I’ve gotten to the point in my journey where I am now able to focus on things that I’ve been neglecting or wanting to improve, but never took the leap. I had mentioned in a previous post that I wanted to improve my health habits and this included the daunting task of cutting back my coffee consumption.
My challenge to myself began by reducing my exorborant consumption from 5-6 large cups down to 1-2 medium cups per day.
The first few days of May went so well, I had easily reduced my consumption right down to one cup of coffee rather than two. I felt so good that I decided to try to go an entire day without coffee. Which I was able to achieve. With this new found confidence in my will power, I made the decision to up my challenge and cut out coffee completely for the rest of the month.
I’ve tried this before, but I’ve never been able to last longer than a week when I’ve put this challenge to myself in the past, but my new positive attitude was giving me the motivation I needed to believe I could succeed.
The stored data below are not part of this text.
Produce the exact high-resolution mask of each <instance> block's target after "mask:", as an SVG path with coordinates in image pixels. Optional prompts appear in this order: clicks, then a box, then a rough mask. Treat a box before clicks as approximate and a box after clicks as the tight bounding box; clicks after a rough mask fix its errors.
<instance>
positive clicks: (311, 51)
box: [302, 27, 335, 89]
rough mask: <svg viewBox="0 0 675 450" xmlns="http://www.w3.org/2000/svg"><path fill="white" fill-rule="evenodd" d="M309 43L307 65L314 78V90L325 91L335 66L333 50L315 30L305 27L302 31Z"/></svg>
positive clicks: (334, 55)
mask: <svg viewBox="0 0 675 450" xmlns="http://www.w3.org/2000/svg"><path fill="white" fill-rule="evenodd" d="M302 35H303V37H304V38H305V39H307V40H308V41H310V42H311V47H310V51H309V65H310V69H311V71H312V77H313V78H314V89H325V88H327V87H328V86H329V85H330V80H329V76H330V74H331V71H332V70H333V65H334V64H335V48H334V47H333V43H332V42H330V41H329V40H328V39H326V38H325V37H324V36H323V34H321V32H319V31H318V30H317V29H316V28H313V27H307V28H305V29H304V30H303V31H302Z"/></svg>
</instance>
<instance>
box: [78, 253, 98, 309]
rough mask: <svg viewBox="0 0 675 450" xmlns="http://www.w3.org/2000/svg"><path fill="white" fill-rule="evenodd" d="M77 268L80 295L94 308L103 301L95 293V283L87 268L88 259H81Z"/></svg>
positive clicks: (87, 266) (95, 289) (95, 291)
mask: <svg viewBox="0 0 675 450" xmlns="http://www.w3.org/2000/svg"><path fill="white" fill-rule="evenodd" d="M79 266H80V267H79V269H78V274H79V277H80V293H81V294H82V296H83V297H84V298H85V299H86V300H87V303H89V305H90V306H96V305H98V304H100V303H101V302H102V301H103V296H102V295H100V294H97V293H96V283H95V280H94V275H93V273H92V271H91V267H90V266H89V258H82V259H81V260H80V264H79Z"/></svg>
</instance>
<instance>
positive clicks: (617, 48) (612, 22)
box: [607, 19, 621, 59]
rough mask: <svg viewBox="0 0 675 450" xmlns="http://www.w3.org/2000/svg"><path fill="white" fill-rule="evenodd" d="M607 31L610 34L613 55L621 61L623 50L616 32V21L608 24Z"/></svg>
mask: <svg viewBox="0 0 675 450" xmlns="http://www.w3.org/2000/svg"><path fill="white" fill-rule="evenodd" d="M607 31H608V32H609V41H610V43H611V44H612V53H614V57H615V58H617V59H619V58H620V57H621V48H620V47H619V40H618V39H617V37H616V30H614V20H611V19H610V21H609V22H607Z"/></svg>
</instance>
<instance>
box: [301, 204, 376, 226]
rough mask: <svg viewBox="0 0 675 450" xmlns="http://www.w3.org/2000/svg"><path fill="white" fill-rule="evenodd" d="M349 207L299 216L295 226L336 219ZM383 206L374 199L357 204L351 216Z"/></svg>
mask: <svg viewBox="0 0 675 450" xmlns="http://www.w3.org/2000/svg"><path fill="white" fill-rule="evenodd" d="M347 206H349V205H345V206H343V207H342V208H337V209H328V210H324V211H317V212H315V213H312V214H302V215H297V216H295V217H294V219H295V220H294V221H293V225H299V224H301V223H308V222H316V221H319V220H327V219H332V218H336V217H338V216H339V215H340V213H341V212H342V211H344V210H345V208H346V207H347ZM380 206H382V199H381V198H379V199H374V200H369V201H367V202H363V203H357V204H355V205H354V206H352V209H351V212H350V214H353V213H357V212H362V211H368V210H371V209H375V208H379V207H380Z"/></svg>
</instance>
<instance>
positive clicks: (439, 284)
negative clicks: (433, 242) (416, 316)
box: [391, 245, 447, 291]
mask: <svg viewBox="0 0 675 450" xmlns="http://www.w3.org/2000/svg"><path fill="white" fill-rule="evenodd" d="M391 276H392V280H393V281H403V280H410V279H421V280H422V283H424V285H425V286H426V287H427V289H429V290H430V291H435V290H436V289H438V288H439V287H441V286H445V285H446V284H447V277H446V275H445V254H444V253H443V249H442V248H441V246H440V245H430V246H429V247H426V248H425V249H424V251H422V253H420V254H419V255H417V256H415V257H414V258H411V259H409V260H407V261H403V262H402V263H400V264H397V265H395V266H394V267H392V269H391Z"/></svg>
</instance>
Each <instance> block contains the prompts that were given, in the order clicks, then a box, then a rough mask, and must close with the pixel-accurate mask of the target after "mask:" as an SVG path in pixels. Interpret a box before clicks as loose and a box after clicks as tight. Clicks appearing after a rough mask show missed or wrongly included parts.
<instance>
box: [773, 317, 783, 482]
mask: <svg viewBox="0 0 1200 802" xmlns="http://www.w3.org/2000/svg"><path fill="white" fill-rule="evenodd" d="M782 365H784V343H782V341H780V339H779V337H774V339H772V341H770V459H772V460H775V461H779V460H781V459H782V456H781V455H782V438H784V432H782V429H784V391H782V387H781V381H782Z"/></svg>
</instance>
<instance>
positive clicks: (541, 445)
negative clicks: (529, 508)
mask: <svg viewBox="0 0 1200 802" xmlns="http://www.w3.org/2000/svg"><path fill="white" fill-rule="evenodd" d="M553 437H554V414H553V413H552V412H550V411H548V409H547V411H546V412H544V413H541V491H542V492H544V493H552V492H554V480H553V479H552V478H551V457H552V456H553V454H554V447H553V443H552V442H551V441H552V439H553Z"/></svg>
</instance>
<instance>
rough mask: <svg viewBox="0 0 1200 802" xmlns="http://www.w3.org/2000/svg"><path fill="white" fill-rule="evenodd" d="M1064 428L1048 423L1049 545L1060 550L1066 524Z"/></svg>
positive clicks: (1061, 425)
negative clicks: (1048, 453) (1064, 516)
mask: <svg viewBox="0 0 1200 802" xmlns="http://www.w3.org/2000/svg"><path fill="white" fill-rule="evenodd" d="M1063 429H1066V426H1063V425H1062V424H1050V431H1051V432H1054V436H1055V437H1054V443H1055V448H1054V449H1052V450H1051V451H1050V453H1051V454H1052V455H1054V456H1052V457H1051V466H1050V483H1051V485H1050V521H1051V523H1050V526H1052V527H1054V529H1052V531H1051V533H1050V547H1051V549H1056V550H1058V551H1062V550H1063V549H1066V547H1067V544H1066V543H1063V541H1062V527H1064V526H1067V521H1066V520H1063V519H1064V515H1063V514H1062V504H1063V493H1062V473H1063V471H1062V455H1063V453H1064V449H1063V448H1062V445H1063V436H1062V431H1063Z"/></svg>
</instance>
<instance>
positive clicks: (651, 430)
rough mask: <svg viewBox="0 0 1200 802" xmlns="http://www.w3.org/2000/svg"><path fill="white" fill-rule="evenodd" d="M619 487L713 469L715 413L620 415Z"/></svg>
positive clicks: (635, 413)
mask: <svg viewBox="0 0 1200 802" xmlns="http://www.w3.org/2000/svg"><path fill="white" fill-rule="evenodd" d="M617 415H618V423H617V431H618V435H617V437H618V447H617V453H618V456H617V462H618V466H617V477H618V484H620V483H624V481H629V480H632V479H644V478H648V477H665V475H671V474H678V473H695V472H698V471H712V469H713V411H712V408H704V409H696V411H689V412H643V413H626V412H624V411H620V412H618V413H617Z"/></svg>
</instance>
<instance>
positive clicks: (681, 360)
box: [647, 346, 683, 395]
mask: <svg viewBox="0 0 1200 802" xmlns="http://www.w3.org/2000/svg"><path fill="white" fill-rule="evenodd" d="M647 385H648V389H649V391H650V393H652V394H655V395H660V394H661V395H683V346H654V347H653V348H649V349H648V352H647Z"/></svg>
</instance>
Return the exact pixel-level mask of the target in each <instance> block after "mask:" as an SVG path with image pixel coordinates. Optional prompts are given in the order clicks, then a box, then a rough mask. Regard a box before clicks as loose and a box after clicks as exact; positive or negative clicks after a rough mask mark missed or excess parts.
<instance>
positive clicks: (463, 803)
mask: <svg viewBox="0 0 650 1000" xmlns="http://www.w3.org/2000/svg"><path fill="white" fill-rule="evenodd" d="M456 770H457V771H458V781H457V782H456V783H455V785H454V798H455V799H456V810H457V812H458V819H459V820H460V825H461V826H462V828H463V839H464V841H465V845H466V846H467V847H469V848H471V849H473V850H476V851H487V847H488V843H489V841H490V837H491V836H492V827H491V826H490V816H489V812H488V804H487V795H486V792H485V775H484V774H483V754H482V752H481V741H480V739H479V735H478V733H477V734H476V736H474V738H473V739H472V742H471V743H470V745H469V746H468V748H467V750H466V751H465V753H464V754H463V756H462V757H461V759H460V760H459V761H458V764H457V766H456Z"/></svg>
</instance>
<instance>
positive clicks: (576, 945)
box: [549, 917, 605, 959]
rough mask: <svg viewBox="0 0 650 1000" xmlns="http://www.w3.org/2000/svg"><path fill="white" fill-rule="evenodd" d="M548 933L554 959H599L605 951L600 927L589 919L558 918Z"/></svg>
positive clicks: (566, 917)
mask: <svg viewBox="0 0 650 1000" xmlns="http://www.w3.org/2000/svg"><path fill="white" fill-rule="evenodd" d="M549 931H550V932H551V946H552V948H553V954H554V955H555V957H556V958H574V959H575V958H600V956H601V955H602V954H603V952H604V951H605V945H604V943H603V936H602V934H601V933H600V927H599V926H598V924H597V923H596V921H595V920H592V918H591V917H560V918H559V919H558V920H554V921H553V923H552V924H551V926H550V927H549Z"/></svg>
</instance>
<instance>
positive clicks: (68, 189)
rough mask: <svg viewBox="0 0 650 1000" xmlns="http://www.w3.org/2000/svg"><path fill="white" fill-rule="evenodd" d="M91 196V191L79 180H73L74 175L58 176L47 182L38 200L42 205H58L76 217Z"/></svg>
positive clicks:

The first few days were a walk in the park. I didn’t crave coffee, and I didn’t experience any of the effects of caffeine withdrawal. However, yesterday I caught myself staring, not glancing, starting for an uncomfortable amount of time at a gentleman drinking a starbucks coffee. Although he never said anything, I’m sure he noticed my lingering eyes.
Even worse than just the craving, I starting suffering from a withdrawal headache yesterday. It was painful and I started bargaining with myself so I could allow one cup of sweet java. I didn’t break though. I fought against the urge, and the pain and eventually both subsided.
This is going to be a very tough month, but I will be incredibly proud of myself if I can do this.